Skylight / July 11, 2018 / Nicolas Charlebois
Angled where the shaft is parallel to the pitch of the skylight. It too is the same dimension as the skylight but its straight-in angle offers more light than a straight shaft. Angled shafts also are used to connect two locations that cannot otherwise be aligned. This occurs when the skylight must be installed in a particular spot - between two trusses for example - and the shaft opening is likewise limited to a particular location on the ceiling that is not directly under the skylight. Splayed or pyramid in which the ceiling opening is larger than the skylight opening in width length or both. This type although a little harder to construct is the most popular simply because it allows a smaller skylight to illuminate a larger area.
This is ideal for cubicles or small offices even restrooms. The places where tubular skylights are most effective are in the bottom floor of a multi-story building in order to light the space with natural sunlight warehouses private offices or to prevent heat loss and for solar gain. The installation of tubular skylights requires a professional installer who can work with the thickness of your ceiling and angles to get the most out of your skylight. The top panel of the skylight will be affixed to your roof with the channel running through the ceiling completely hidden from sight with the bottom window attached on the visible area of the ceiling.

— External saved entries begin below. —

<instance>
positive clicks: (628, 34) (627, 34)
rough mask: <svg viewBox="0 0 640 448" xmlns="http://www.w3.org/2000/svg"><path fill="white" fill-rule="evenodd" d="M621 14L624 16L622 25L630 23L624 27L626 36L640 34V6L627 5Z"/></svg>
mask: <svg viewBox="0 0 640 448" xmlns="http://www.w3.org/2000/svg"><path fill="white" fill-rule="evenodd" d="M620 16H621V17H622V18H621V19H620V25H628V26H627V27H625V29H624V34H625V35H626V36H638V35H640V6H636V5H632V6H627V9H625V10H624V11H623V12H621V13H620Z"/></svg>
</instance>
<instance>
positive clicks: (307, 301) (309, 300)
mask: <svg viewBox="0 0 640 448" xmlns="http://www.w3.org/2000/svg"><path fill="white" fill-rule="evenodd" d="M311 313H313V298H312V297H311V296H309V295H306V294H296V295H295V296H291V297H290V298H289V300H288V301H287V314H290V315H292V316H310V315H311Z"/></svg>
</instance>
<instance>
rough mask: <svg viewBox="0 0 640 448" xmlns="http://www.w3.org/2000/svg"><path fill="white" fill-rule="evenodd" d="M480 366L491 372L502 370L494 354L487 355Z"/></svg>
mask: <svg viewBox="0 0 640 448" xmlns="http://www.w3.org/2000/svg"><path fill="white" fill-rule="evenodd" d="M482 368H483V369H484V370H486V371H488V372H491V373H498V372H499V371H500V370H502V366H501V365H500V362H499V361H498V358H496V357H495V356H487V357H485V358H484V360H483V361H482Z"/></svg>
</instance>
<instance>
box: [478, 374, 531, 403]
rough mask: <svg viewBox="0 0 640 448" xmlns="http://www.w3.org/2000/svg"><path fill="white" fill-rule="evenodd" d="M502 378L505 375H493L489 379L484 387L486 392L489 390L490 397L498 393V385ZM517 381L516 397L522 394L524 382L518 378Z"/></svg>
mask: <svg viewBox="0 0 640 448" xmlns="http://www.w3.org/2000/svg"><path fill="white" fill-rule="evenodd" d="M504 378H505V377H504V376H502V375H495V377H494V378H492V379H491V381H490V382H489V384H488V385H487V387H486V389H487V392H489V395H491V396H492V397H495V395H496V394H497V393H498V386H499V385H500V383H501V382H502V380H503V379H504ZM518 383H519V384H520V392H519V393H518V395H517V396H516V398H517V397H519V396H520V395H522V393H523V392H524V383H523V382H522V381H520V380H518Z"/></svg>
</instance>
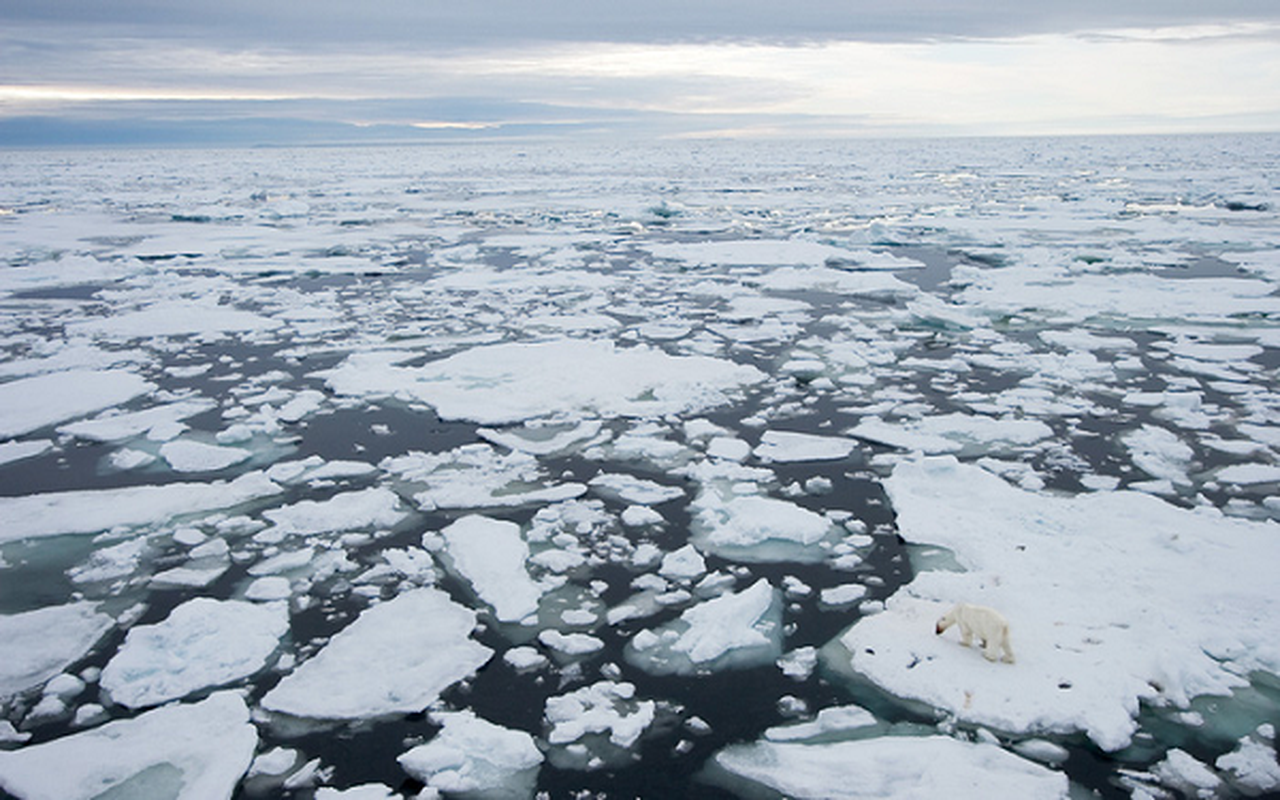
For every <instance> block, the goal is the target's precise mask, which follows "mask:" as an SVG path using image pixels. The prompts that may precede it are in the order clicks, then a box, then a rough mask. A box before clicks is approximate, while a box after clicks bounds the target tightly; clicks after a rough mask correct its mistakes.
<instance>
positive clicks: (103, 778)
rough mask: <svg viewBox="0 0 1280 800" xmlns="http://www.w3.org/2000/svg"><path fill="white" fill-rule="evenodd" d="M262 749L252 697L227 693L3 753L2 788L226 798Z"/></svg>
mask: <svg viewBox="0 0 1280 800" xmlns="http://www.w3.org/2000/svg"><path fill="white" fill-rule="evenodd" d="M211 742H216V745H218V746H210V744H211ZM256 748H257V730H256V728H255V727H253V724H252V723H251V722H250V718H248V708H247V707H246V705H244V700H243V699H241V696H239V695H238V694H236V692H230V691H224V692H218V694H215V695H211V696H210V698H207V699H206V700H202V701H200V703H196V704H191V705H184V704H178V705H166V707H164V708H157V709H154V710H150V712H147V713H145V714H141V716H140V717H136V718H133V719H119V721H115V722H108V723H106V724H104V726H101V727H97V728H93V730H90V731H84V732H82V733H73V735H70V736H64V737H63V739H55V740H52V741H49V742H45V744H40V745H31V746H28V748H23V749H22V750H15V751H12V753H4V751H0V787H3V788H4V790H5V791H8V792H10V794H13V795H17V796H19V797H23V800H91V799H92V797H100V796H102V795H104V792H108V791H113V790H114V792H115V795H114V796H120V797H179V796H180V797H183V799H184V800H186V799H188V797H189V799H191V800H225V799H229V797H230V796H232V794H233V792H234V791H236V787H237V785H238V783H239V778H241V776H242V774H244V771H246V769H248V765H250V763H251V762H252V760H253V750H255V749H256Z"/></svg>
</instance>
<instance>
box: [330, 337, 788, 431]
mask: <svg viewBox="0 0 1280 800" xmlns="http://www.w3.org/2000/svg"><path fill="white" fill-rule="evenodd" d="M403 360H406V358H404V356H403V355H376V353H370V355H358V356H352V357H351V358H348V360H347V362H344V364H343V365H340V366H338V367H335V369H334V370H333V371H330V372H329V374H328V376H326V379H325V380H326V383H328V385H329V387H330V388H332V389H333V390H334V392H338V393H339V394H352V396H361V397H367V396H378V394H390V396H398V397H403V398H408V399H417V401H424V402H426V403H430V404H431V406H433V407H434V408H435V410H436V412H438V413H439V415H440V416H442V417H445V419H453V420H472V421H476V422H483V424H486V425H497V424H503V422H518V421H522V420H529V419H535V417H544V416H549V415H554V413H564V412H575V411H577V412H589V413H598V415H602V416H652V415H663V413H680V412H696V411H700V410H703V408H708V407H713V406H719V404H723V403H726V402H727V401H728V398H730V393H732V392H735V390H737V389H741V388H742V387H748V385H751V384H755V383H759V381H762V380H764V374H763V372H760V371H759V370H756V369H754V367H750V366H744V365H739V364H733V362H732V361H723V360H718V358H709V357H704V356H669V355H667V353H664V352H662V351H660V349H655V348H650V347H645V346H637V347H631V348H622V347H616V346H614V343H613V342H608V340H584V339H559V340H552V342H540V343H529V344H525V343H513V344H492V346H486V347H475V348H471V349H466V351H462V352H460V353H457V355H454V356H449V357H448V358H443V360H440V361H433V362H429V364H426V365H422V366H419V367H406V366H397V361H403Z"/></svg>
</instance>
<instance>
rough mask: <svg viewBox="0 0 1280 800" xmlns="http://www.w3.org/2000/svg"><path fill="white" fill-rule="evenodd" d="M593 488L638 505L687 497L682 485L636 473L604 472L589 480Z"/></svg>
mask: <svg viewBox="0 0 1280 800" xmlns="http://www.w3.org/2000/svg"><path fill="white" fill-rule="evenodd" d="M588 485H589V486H591V489H594V490H596V492H599V493H600V494H604V495H607V497H617V498H620V499H622V500H626V502H628V503H634V504H637V506H657V504H659V503H666V502H669V500H675V499H678V498H682V497H685V490H684V489H681V488H680V486H668V485H666V484H659V483H655V481H652V480H645V479H643V477H635V476H634V475H623V474H618V472H602V474H599V475H596V476H595V477H593V479H591V480H590V481H588Z"/></svg>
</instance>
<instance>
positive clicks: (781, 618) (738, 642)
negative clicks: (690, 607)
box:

A skylight is like a window which has been placed in your roof. It has a frame specially designed to withstand rain and prevent leakage from rain and snow. To maximize a skylights use of natural light to illuminate a room or its passive solar heating potential you will want to take into consideration how a skylight is positioned. Facing north your skylight will provide fairly constant illumination but will not provide a lot of heat. Facing east it will provide the maximum amount of light and solar heat gain in the morning. Facing west your skylight provides afternoon sunlight as well as heat gain. A skylight facing south provides the greatest potential for winter passive solar heat gain than any other location but will often allow unwanted heat gain in the summer.